Penglihatanku gelap tak dapat melihat apapun tapi engkau datang sebagai cahaya.
Bolehkah aku berkata?
Sahabat engkau sangat luar biasa bagiku, sosokmu yang selalu kuharapkan nanti disaat aku pergi.
Andai engkau tau betapa aku menginginkanmu bahagia disetiap detik kita bersama.
Tapi... apakah engkau merasakan hal yang sama denganku?
Aku ingin bertanya? apakah aku sahabatmu?
Apakah aku selalu membuatmu bahagia atau sebaliknya?
Ataukah aku musuhmu?
Maaf aku bertanya hal bodoh yang tidak seharusnya aku tanyakan...sudihkah engkau memaafkan/
Selidikilah hatiku sahabat, karena aku selalu terlihat bodoh di matamu?
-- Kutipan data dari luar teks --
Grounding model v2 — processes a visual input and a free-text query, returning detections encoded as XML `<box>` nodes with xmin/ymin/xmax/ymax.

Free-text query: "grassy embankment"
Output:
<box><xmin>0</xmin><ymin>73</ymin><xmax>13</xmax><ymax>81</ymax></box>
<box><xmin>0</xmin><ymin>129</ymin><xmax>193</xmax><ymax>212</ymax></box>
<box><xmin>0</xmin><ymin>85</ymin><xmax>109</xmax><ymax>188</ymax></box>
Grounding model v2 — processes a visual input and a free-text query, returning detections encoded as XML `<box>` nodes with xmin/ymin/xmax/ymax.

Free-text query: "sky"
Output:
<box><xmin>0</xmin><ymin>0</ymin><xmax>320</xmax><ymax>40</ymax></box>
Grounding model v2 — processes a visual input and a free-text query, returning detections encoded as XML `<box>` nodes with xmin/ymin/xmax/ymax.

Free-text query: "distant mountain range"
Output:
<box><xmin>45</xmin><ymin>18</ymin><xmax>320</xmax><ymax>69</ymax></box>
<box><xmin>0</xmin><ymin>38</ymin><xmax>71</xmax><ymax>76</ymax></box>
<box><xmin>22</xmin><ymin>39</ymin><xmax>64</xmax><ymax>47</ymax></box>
Lihatlah aku disini yang tidak berani mengeluarkan nada tinggi saat aku berbica denganmu, karena aku takut engkau terluka sepertiku.
Maafkan aku salah telah memilihmu untuk jadi yang terbaik, Tapi hari ini aku marah pada diriku sendiri karena membencimu.
Aku benci saat engkau meninggikan nada suaramu saat menasehatiku, aku terluka dengan kata-katamu yang tanpa kau sadari telah menghancurkan perasaanku.
Apakah ini salahku?
Coba kau ingat kembali berapa kali aku membentakmu?
Apakah engkau tak sadar aku selalu menjaga lidahku, agar aku tidak melukaimu..
Maafkan aku telah menjadi sahabat bodohmu?